I am trying to read a set of IPs from a text file and add it to a IPAddress type list. An exception is raised on the line "listIPAdrrs.Add(IPAddress.Parse(list[i]));"

The exception is

An invalid IP address was specified.

      List<string> list = new List<string>();
        string text = System.IO.File.ReadAllText(@"D:\ips.txt");

        String[] str = text.Split('\n');

        for (int j = 0; j < str.Length; j++)
        {
            list.Add(str[j]);
        }

        List<IPAddress> listIPAdrrs = new List<IPAddress>();

        for (int i = 0; i < list.Count; i++)
        {
             //Console.WriteLine(list[i]);

            listIPAdrrs.Add(IPAddress.Parse(list[i]));
        }
Это было полезно?

Решение 2

The problem is that line endings are not necessarily just a \n (on Windows, it's most likely \r\n), and an IP address followed by the \r character isn't considered a valid IP address by IPAddress.Parse.

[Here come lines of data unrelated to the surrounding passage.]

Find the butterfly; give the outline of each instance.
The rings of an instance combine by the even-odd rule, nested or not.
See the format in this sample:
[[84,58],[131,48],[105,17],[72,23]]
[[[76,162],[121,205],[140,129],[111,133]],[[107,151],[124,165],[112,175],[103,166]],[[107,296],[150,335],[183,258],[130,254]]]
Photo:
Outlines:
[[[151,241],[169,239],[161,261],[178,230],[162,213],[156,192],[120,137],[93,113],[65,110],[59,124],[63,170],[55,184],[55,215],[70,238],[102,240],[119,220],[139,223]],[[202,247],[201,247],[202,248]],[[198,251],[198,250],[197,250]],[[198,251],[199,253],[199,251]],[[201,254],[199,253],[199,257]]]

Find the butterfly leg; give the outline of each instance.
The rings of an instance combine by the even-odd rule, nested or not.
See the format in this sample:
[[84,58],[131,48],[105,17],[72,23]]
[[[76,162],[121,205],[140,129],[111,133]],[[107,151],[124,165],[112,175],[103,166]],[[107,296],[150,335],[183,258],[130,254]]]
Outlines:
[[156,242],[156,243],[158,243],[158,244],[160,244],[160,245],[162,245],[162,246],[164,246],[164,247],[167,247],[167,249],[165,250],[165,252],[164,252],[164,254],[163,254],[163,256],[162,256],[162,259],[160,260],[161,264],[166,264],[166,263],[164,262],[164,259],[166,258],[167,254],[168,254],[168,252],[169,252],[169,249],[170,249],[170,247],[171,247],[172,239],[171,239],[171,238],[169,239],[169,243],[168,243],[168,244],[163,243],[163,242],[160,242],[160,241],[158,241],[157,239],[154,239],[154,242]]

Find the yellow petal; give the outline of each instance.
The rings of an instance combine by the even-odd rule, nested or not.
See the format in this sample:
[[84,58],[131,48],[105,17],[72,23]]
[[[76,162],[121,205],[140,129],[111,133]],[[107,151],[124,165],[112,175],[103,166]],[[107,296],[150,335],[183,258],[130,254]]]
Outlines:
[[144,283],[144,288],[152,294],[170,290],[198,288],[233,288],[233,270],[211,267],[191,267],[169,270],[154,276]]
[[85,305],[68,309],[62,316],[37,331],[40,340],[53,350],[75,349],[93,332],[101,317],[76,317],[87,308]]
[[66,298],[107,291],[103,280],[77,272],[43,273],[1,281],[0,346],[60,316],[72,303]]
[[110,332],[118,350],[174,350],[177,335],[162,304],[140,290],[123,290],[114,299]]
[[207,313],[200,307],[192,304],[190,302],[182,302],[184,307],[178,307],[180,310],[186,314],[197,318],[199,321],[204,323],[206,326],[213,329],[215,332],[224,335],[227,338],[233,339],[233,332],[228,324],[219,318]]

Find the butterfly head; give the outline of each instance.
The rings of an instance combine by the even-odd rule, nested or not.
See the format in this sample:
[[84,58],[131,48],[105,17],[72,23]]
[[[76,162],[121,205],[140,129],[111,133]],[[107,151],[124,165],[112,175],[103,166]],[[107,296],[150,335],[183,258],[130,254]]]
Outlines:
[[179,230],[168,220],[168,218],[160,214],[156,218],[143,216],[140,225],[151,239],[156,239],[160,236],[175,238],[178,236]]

Fortunately, the guys who made the CLR thought it all out and got some pretty robust code, so we're going to use File.ReadAllLines instead.

List<string> list = new List<string>(System.IO.File.ReadAllLines(@"D:\ips.txt"));
List<IPAddress> listIPAdrrs = new List<IPAddress>();

for (int i = 0; i < list.Count; i++)
{
    //Console.WriteLine(list[i]);
    listIPAdrrs.Add(IPAddress.Parse(list[i]));
}

If that's your kind of thing, you can also use LINQ to make it even shorter (though you lose the ability to use TryParse doing it):

List<IPAddress> listIPAdrrs = System.IO.File.ReadAllLines(@"D:\ips.txt")
    .Select(line => IPAddress.Parse(line))
    .ToList();

Другие советы

You were trying to add a value which was not an IP address.

I would suggest to use TryParse. Then if the function returns false you know there was an invalid value and you could show a message showing the invalid value.